Ben Powless has travelled around Canada and parts of South America to document the struggle of native groups. His pictures show indigenous communities reeling from violence in Peru, as well as those impacted by tar sands development in Alberta holding up banners in protest.
These photographs of native resistance are showcased in Create This Revolution, a new exhibition at Gallery 101 that runs until April 13.
Billed as a “flash mob art show,” Create This Revolution features many works inspired by Idle No More. That movement hit a chord with many in the artistic community, says Laura Margita, director and curator of Gallery 101.
“Artist-run centres, historically, are about revolutions in terms of creative freedom, (where) people who are often marginalized have a place to show their art,” Margita says. “There’s a lot of people, especially in the indigenous communities, who haven’t been idle, but it’s a question of empowering them.”
Powless’s series of photos is entitled We Rise to Mother Earth. A member of the Indigenous Environmental Network and a Mohawk from Six Nations in Ontario, Powless says he started taking photographs to support the activism he was involved with. Two of his featured pictures show rallies on Parliament Hill in support of Sisters in Spirit, an initiative started by families of missing and murdered Aboriginal women to raise awareness for that issue.

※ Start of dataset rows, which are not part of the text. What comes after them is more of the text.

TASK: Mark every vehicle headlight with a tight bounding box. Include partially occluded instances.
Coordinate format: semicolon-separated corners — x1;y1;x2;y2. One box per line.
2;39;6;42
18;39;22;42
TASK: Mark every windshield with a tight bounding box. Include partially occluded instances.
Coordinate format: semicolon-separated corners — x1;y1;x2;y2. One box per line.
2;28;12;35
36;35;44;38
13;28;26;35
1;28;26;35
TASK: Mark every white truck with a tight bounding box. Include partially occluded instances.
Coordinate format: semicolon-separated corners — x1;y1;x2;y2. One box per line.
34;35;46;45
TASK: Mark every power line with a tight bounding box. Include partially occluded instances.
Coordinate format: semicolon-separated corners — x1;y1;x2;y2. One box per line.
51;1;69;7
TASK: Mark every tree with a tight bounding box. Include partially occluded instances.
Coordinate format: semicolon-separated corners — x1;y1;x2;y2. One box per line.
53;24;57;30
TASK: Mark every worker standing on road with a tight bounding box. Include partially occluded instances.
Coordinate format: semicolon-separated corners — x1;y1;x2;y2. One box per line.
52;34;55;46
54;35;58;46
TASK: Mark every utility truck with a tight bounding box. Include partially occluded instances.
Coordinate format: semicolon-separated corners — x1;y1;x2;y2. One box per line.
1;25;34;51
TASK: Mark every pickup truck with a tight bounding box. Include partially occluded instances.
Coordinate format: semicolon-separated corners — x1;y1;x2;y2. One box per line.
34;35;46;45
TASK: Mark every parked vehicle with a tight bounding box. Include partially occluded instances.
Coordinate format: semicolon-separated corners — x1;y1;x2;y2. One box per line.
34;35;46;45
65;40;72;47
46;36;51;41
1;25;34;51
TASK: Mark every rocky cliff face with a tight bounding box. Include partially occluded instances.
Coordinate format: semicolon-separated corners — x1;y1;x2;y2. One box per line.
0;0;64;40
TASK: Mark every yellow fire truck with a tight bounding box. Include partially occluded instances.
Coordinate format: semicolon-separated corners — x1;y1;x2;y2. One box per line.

One photograph shows a peaceful march by the Alberta tar sands, where several First Nations communities came together to offer healing to the land and ask for the destruction to stop.
“A lot of people are getting sick these days,” Powless says, concerning the indigenous communities in Northern Alberta most affected by the tar sands. “We’ve always needed someone on our own side to document everything . . . especially with the rise of social media, to get those things out there to the general public.”
The catalyst for Powless’s photojournalism began when he went to Peru in 2009. During his stay, native Amazonian tribes were protesting the Peruvian government over new laws that would have sold parts of their tribal land.
After two months of protest, armed police went to clear protesters from the area near Bagua, Peru. When the police broke down a blockade, the two sides clashed, leaving more than 30 dead, including nine tribesmen.
Powless accompanied chiefs and members of the media to Bagua and snapped several photographs of the devastated native community. He says the press did a poor job of reporting the aftermath in the natives’ perspective.
“That, for me, was a really powerful moment in my own life, of really realizing the power and the necessity of visuals to communicate some of these stories . . . especially from indigenous communities who rarely have their stories shared and told,” Powless says.
Create This Revolution also features sculpture, painting, video and performance art from both emerging and established Canadian artists. Gallery 101 has become one of Ottawa’s largest centres for Aboriginal and Inuit art in recent years. Margita says exhibiting art with an activist purpose can expose Ottawa residents to various social and political issues.
“Sometimes, it’s easier to understand (issues) if you’ve got an art gallery and something beautiful to go and see,” she says. “It makes the message more poignant.”
One of the emerging artists, Alan Harrington, got a call from Margita after he posted a photograph on Facebook that he took on Parliament Hill in January. The picture, named “Power of the Jingle,” shows an elder woman from Wiki in a jingle dress holding her family staff.
A jingle dress is a ceremonial dress for First Nations that represents healing people when they are sick. In the photograph, women draped in the jingle dress stand, solemn, around the elder.
The dress originated from the Whitefish Bay First Nation in Northwestern Ontario, where a father was told in a dream to create the dress to cure his ailing daughter. When the young girl, Maggie White, wore the jingle dress and started dancing, she got better.
“Women in our cultures are very strong and they do have the power with the jingle,” says Harrington, who is Ojibwe. “When they dance, it is a healing dress. When they came (to Parliament Hill), it was to start healing… for everybody in Canada and all parts of the world because Mother Earth is hurting.”
Harrington has taken photographs as a hobby for six years, but says he decided to document moments of the Idle No More movement whenever he could. Create This Revolution is his first exhibit.
“If it’s for a good cause, I’ll do it,” Harrington says.
Beyond taking photographs, Powless says that he will continue to be an activist. He works for many indigenous organizations, such as Defenders of the Land, which connects native communities who protest government legislation to take up the cause together.
“There’s a lot of groups that have never been idle,” Powless says.